In 2017, OpenCitations was awarded of a grant from the Alfred P. Sloan Foundation for The OpenCitations Enhancement Project. The funding was used to improve the hardware and software infrastructure for handling the data and hosting all the services OpenCitations makes available. During this period, OpenCitations has developed a number of citation indexes using the data openly available in third-party bibliographic databases. The first and largest of these is COCI, the OpenCitations Index of Crossref open DOI-to-DOI citations.
In 2019, OpenCitations wa awarded of another grant from the Wellcome Trust for the Open Biomedical Citations in Context Corpus project. The aim of this project is to create a new dataset containing data for each individual in-text reference, making it possible to distinguish references that are cited only once from those that are cited multiple times, to see which references are cited together (e.g. in the same sentence), to determine in which section of the article references are cited (e.g. Introduction, Methods), and, potentially, to retrieve the function of the citation.

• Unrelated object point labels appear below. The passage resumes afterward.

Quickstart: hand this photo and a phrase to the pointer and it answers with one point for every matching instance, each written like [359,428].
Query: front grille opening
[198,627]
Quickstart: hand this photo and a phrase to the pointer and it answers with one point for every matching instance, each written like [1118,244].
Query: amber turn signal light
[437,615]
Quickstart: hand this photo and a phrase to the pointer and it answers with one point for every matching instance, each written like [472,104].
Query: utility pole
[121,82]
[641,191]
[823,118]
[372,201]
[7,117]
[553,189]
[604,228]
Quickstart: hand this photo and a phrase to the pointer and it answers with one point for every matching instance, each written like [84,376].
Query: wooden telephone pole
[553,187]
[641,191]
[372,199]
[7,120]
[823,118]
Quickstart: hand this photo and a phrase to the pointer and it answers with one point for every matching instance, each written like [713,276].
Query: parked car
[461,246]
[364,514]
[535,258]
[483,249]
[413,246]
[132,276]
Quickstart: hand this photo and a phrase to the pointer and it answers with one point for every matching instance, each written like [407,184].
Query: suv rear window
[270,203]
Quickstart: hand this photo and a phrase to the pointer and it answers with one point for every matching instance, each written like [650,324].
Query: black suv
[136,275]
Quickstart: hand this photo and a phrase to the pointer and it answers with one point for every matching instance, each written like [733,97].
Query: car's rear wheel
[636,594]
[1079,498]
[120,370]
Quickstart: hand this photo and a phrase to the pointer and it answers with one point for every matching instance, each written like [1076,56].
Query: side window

Recently, at the end of 2019, OpenCitations has been selected by the Global Sustainability Coalition for Open Science Services (SCOSS) for their second round of crowd-funding support. They stated that OpenCitations aligns well with open science goals and is an innovative service - considering that open citation data are important to the community since they have the potential to support change in research assessment, and if successful could be a game changer by challenging established proprietary citation services. Starting in January 2020, SCOSS will invite research organizations, scholarly institutions and funders of all sizes throughout the world to contribute financially in proportion to their size and ability to sustain OpenCitations' operations over the next three years as it transitions into a global scholarly infrastructure organization with a secure financial footing.
OpenCitations is currently managed by the Research Centre for Open Scholarly Metadata, an independent research centre within the University of Bologna. The Research Centre has an International Board drawn from leaders within the main bibliographic stakeholder communities of relevance (librarians, bibliometricians, academics, data service providers, etc.) who have shown past solid commitment to open scholarship. The statutes of the Research Centre will ensure that OpenCitations' original aim of free provision of open bibliographic and citation data, services and software is maintained, and that OpenCitations as an organization cannot in future be taken over or controlled by commercial interests, nor become involved in political, regulatory, legislative or financial lobbying of any kind.
The data held in any of the OpenCitations datasets are made freely available under a Creative Commons public domain dedication (CC0).
The text of the web pages that comprise the OpenCitations web site is made freely available under a Creative Commons Attribution 4.0 International Public License.
The software developed by OpenCitations for implementing all the services is made freely available on GitHub under the ISC License.